The integration of a general-purpose processor with DRAM memory in a single chip has been proposed to address the increasing problem of processor-memory speed gap. This idea is called Intelligent RAM (IRAM) [Pat97a]. The expected advantages of IRAM are higher memory bandwidth (up to two orders of magnitude), lower memory latency, higher energy efficiency, flexible memory granularity and board space savings. In order for IRAM to succeed, a number of problems have to be addressed in many areas, ranging from chip manufacturing to applications programming.
In this work, we study several issues about the interconnection of processor and memory within the chip, both at the architecture and circuit level.

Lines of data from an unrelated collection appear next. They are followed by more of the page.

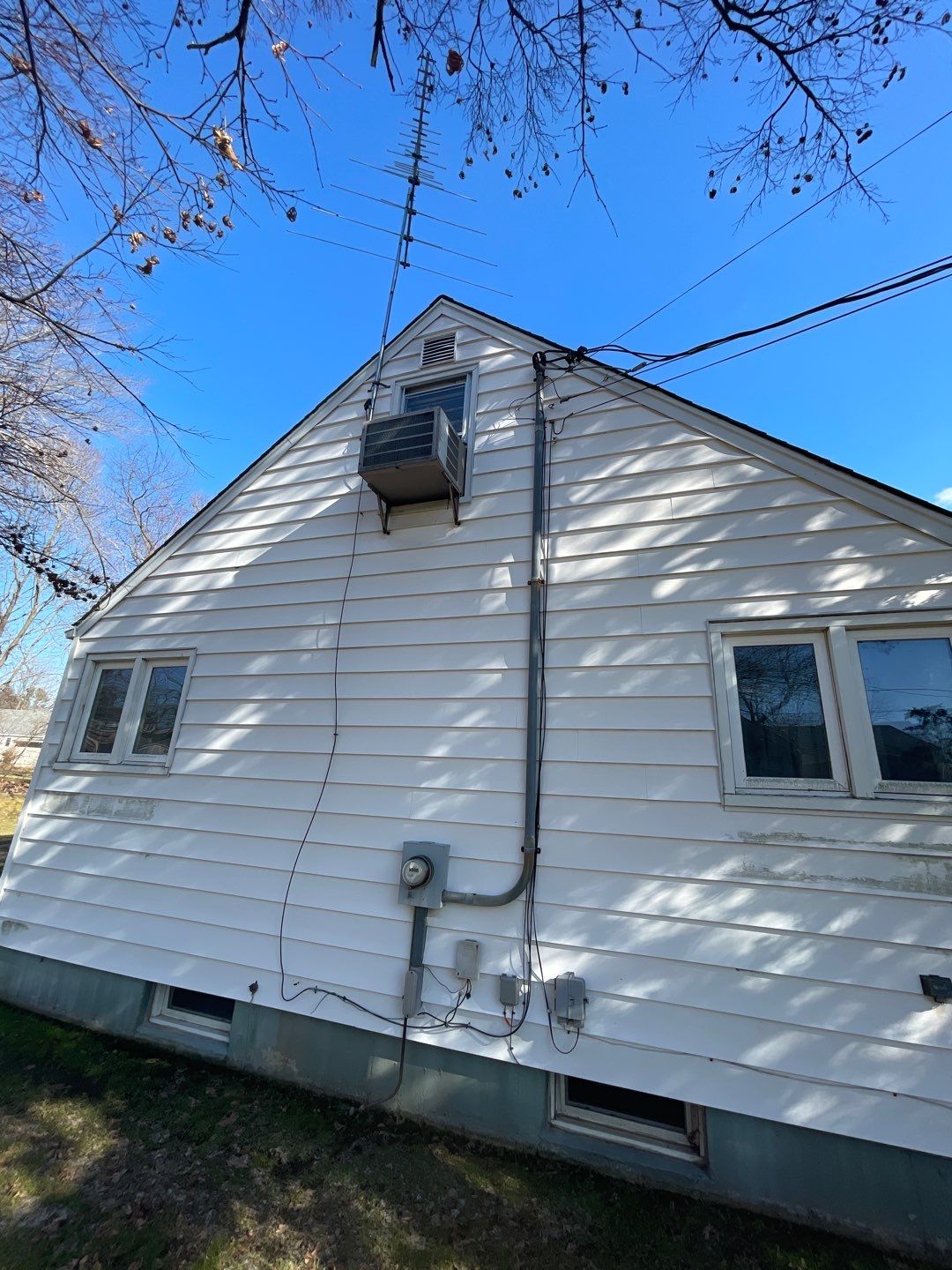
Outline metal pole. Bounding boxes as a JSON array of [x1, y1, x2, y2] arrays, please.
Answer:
[[443, 353, 546, 908], [367, 53, 432, 423]]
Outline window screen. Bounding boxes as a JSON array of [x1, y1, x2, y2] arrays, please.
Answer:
[[404, 378, 465, 434], [858, 638, 952, 783], [733, 644, 833, 780]]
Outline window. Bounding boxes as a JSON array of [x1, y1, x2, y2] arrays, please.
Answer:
[[148, 983, 234, 1036], [550, 1076, 704, 1158], [725, 635, 846, 790], [710, 614, 952, 813], [64, 653, 191, 770], [404, 376, 467, 437]]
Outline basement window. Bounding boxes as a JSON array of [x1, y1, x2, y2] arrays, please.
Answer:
[[63, 653, 194, 771], [148, 983, 234, 1037], [550, 1076, 704, 1160]]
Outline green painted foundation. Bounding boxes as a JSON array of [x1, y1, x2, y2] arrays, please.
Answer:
[[0, 947, 952, 1266]]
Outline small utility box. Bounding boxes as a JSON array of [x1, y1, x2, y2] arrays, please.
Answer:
[[400, 842, 450, 908]]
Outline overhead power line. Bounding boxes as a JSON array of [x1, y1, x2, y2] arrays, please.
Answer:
[[596, 255, 952, 373], [611, 110, 952, 344], [548, 258, 952, 419]]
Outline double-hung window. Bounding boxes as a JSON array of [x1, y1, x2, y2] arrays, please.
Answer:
[[61, 653, 193, 770], [710, 614, 952, 813], [402, 375, 468, 441]]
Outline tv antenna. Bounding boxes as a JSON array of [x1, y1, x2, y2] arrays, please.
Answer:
[[298, 51, 509, 422]]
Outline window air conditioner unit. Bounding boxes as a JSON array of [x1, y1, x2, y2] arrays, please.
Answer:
[[357, 407, 465, 534]]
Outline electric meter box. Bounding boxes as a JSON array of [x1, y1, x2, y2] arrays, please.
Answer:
[[400, 842, 450, 908]]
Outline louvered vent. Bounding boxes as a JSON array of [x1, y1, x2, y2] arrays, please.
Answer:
[[420, 330, 456, 366]]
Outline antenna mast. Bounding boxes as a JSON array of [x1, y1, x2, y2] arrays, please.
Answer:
[[367, 51, 433, 423]]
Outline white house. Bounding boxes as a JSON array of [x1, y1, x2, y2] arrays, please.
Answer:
[[0, 709, 49, 773], [0, 297, 952, 1250]]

While on-chip interconnection is much more flexible than off-chip schemes, the interconnect specifications and requirements in IRAM are extremely demanding. First of all, it has to meet the processor requirements for high memory bandwidth and low memory latency in order to achieve high system performance. The ability to serve multiple independent data/address streams in parallel is also a desired feature. In the same time, it has to be area efficient (small area overhead) in order to reduce the cost and increase the area available for on-chip memory. Finally, reduced energy consumption (or high energy efficiency) is required, since the initial target for IRAM system is the embedded and portable market.

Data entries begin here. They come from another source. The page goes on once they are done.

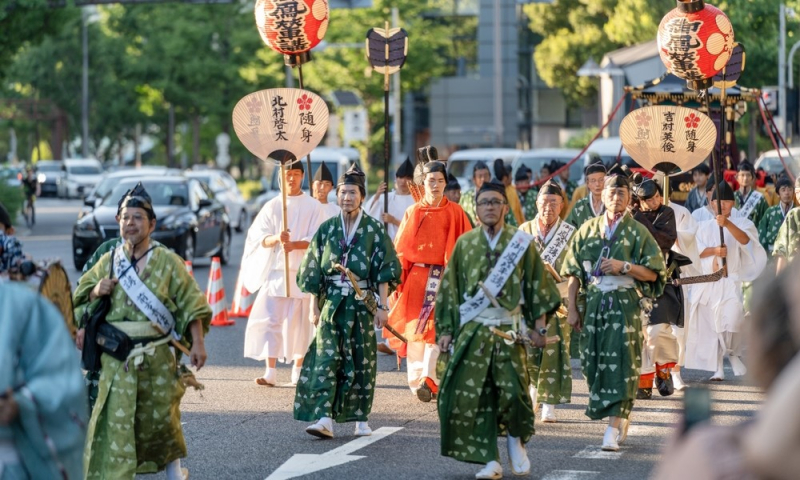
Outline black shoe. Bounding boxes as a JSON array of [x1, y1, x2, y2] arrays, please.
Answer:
[[656, 372, 675, 397], [417, 382, 435, 403]]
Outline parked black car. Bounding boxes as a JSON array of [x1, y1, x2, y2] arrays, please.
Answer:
[[72, 177, 231, 270]]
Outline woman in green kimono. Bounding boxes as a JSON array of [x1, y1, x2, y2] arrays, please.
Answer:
[[757, 177, 794, 254], [73, 184, 211, 480], [294, 165, 401, 438], [561, 175, 666, 451]]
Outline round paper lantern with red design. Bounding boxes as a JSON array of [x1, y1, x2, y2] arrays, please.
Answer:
[[658, 0, 734, 90], [255, 0, 330, 66]]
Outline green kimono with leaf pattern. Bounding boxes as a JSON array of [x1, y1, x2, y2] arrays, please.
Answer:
[[758, 203, 793, 254], [458, 188, 520, 227], [561, 213, 666, 420], [436, 225, 561, 464], [73, 246, 211, 479], [772, 208, 800, 262], [294, 212, 401, 422], [519, 218, 574, 405]]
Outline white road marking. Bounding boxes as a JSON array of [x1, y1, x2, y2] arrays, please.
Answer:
[[542, 470, 600, 480], [572, 445, 622, 460], [266, 427, 403, 480]]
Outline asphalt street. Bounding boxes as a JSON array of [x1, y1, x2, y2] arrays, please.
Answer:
[[14, 199, 764, 480]]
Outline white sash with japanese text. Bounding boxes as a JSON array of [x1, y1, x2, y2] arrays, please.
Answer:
[[542, 222, 576, 266], [458, 230, 533, 325], [114, 245, 175, 334]]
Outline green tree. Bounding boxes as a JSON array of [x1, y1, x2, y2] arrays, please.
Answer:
[[524, 0, 784, 104]]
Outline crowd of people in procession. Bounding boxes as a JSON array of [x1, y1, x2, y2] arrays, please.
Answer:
[[0, 147, 800, 480]]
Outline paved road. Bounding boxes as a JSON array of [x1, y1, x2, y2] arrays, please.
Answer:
[[15, 200, 763, 480]]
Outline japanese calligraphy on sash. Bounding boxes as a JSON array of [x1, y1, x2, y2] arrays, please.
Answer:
[[541, 222, 576, 265], [739, 190, 764, 218], [458, 230, 533, 325], [114, 245, 175, 335], [414, 265, 444, 335]]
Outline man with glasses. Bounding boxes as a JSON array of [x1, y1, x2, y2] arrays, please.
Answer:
[[567, 160, 606, 227], [519, 180, 576, 423], [436, 182, 561, 479], [384, 161, 472, 402], [561, 175, 666, 451]]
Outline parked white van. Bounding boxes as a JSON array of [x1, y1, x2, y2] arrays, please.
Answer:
[[58, 158, 103, 198], [444, 148, 522, 190], [255, 147, 369, 210]]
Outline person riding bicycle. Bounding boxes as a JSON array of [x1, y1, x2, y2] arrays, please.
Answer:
[[22, 165, 41, 226]]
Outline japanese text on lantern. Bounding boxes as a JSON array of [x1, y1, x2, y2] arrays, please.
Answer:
[[267, 0, 311, 52], [663, 17, 703, 80], [272, 95, 288, 141], [661, 112, 675, 153]]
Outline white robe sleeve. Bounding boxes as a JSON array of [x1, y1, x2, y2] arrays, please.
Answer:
[[240, 201, 280, 292]]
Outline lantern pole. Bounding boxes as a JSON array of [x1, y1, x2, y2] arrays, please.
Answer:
[[703, 88, 728, 277]]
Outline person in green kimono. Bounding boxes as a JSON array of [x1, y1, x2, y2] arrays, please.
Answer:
[[758, 176, 794, 253], [519, 180, 575, 423], [561, 175, 666, 451], [514, 165, 538, 218], [0, 281, 88, 480], [73, 184, 211, 480], [566, 160, 606, 227], [294, 165, 401, 439], [772, 177, 800, 272], [734, 160, 769, 226], [436, 182, 561, 478]]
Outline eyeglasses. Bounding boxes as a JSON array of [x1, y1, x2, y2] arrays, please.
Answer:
[[476, 200, 506, 207]]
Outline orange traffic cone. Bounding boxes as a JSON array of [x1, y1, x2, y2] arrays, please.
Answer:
[[183, 260, 194, 278], [206, 257, 236, 327], [228, 275, 256, 318]]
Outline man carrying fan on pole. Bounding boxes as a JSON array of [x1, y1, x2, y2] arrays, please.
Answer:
[[384, 161, 472, 402], [436, 182, 561, 479], [294, 165, 401, 439], [74, 184, 211, 480]]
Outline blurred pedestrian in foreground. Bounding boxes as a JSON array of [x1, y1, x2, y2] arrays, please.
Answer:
[[653, 262, 800, 480], [0, 282, 87, 479]]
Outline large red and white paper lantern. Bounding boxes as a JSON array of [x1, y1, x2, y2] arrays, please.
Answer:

Figure 1.1 presents a potential floorplan for an IRAM chip, where the microprocessor is a RISC core augmented with a vector unit [Pat77b]. Apart from the processor, there are two other basic components: the memory subsystem and the memory crossbar. The memory subsystem is divided into blocks called memory sections. A memory section is defined as the minimum memory partition that can be potentially addressed independently and, under specific conditions, support throughput of one memory operation per clock cycle. Each section consists of a section controller and a number of memory banks. The memory crossbar connects the section controller to load/store units at the processor. Its width and flexibility determines how much of the memory bandwidth is really available to the processor and the interconnect functionality (single or multiple address streams). Still, one has to keep the size of the crossbar small. In the floorplan presented, the memory subsystem has been partitioned in two parts, with the processor in the middle, to maximize the available bandwidth. Yet, alternative layouts with the processor at one side and all the memory at the other may also be useful, either because the processor may not require high bandwidth or because we do not want to pay the potential area/energy penalty for making this bandwidth available to the processor.
To study this issue effectively, we partitioned it into two parts. The first part addresses the memory crossbar design and structure, while the second one the architecture and implementation of memory sections. The specific type of processor used in an IRAM system does not affect the results in this work. Just like the vector processor, any other valid alternative, like wide superscalar or VLIW, multithreaded processor or multiprocessor-on-a-chip, would also have multiple load/store units that communicate to the memory subsystem.
The remainder of this report is organized as follows. Section 2 presents the proposed structure and interface for the memory subsystem, specifically for the memory section. Section 3 discusses alternative structures for the memory crossbar. In section 4, we analyze the performance and characteristics of several interconnection bus schemes in a DRAM process. Finally, sections 5 and 6 present future work and conclusions respectively.